Je sors de l’auberge en douce avec mon sac à dos, le cœur battant. La nuit se termine à peine, il fait frais, j’ai la chair de poule. La rue est d’un calme surprenant comparativement à la cohue de la veille. Des clochards roupillent à même les trottoirs crasseux, une poignée de fêtards épuisés et hagards arpentent les rues en tentant de retrouver leur chemin et leurs esprits, de rares commerçants préparent leurs étals pour la journée qui commence.

En arrivant au Tube, je consulte mon guide de voyage. Je choisis au hasard de me rendre à une auberge près de la gare Charing Cross. Dans le métro, en m’asseyant parmi les employés de bureau fraîchement lavés, qui pour la plupart se rendent au boulot en tailleur ou en costard, je me rends compte que j’empeste.
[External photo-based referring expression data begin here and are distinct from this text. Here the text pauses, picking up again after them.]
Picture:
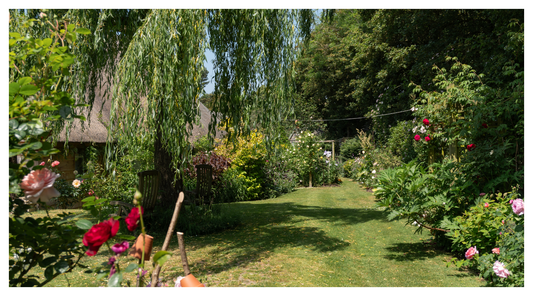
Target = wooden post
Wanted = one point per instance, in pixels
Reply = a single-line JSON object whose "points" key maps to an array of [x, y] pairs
{"points": [[155, 274], [183, 254], [333, 150]]}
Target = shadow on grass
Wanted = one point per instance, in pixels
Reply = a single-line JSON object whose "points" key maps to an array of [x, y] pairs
{"points": [[271, 226], [412, 251]]}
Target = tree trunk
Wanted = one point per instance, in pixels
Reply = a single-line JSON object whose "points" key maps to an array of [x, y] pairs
{"points": [[163, 164]]}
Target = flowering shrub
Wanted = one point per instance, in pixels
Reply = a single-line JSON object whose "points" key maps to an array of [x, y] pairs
{"points": [[499, 230], [36, 103]]}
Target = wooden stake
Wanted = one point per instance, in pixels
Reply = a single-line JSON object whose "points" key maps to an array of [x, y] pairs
{"points": [[155, 274], [183, 254]]}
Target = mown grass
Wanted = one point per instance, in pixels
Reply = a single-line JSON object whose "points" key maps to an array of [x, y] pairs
{"points": [[319, 237]]}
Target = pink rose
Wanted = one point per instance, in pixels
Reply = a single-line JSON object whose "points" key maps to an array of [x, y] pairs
{"points": [[471, 252], [500, 270], [518, 206], [39, 184]]}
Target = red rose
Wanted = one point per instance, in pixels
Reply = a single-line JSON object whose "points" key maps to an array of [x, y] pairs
{"points": [[99, 234], [133, 218]]}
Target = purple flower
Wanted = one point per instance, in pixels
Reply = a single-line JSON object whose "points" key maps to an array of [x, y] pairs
{"points": [[120, 248], [518, 206]]}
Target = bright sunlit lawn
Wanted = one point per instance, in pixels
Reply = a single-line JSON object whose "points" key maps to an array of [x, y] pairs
{"points": [[319, 237]]}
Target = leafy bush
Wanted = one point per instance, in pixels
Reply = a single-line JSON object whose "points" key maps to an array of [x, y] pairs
{"points": [[351, 148], [279, 174], [37, 71], [500, 236], [401, 141], [202, 145], [480, 225]]}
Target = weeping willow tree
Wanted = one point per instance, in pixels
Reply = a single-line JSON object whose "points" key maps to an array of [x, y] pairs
{"points": [[150, 63]]}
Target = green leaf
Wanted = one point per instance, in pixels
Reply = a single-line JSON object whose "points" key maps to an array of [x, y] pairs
{"points": [[28, 90], [47, 261], [84, 224], [47, 42], [61, 266], [161, 257], [115, 280], [83, 31], [125, 236], [49, 272], [13, 88], [131, 267], [88, 199], [64, 111], [24, 80]]}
Je ne me suis pas douché depuis 24 heures, je pue un mélange de sueur, d’alcool et de sexe. Je ressens d’abord un certain embarras. Puis réalisant que personne ne me regarde ou ne me connaît, j’essaye de m’en balancer, ce qui va à l’encontre de ma nature inquiète et me demande un effort conscient.

J’y parviens cependant et j’éprouve un sentiment de liberté inédit, amplifié par le grand soulagement d’avoir échappé à Kate. Toutefois, je regrette de ne pas avoir pu parler à Becky avant de partir. Nous n’avons pas eu le temps d’échanger nos coordonnées. J’espère pouvoir la retrouver à l’auberge dans quelques jours, quand Kate sera partie chez son père. 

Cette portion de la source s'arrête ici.